Xavi Grande

Personal information
- Full name: Xavier Grande Sánchez
- Date of birth: 28 January 2005 (age 21)
- Place of birth: Almàssera, Spain
- Height: 1.75 m (5 ft 9 in)
- Position: Right-back

Team information
- Current team: Académica de Coimbra
- Number: 2

Youth career
- 2013–2019: Levante
- 2019–2020: Patacona
- 2020–2023: Levante

Senior career*
- Years: Team / Apps / (Gls)
- 2021–2024: Levante B / 21 / (1)
- 2023–2026: Levante / 24 / (0)
- 2025–2026: → Marítimo (loan) / 25 / (0)
- 2026–: Académica de Coimbra / 1 / (0)

International career^{‡}
- 2023: Spain U18 / 3 / (0)
- 2024: Spain U19 / 1 / (0)

= Xavi Grande =

Spanish footballer

Xavier "Xavi" Grande Sánchez (born 28 January 2005) is a Spanish professional footballer who plays as a right-back for Liga Portugal 2 club Académica de Coimbra.

==Club career==
Born in Almàssera, Valencian Community, Grande joined Levante UD's youth setup in 2013, aged eight.
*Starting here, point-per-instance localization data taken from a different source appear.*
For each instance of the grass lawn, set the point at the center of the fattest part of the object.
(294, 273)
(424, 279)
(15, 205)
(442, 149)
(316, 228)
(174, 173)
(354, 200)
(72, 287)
He made his senior debut with the reserves on 17 October 2021, coming on as a late substitute for Carlos Giménez in a 3–0 Segunda División RFEF away win over Hércules CF.

Grande scored his first senior goal on 9 September 2023, netting the B's second in a 3–0 win at Patacona CF. He made his professional debut on 3 October, starting in a 1–1 Segunda División home draw against Villarreal CF B.

On 11 July 2025, Grande moved abroad and joined Liga Portugal 2 side CS Marítimo on a one-year loan deal. Upon returning, he terminated his link with the Granotes on 4 September 2026.

==International career==
In January 2023, Grande was called up to the Spain national under-18 team.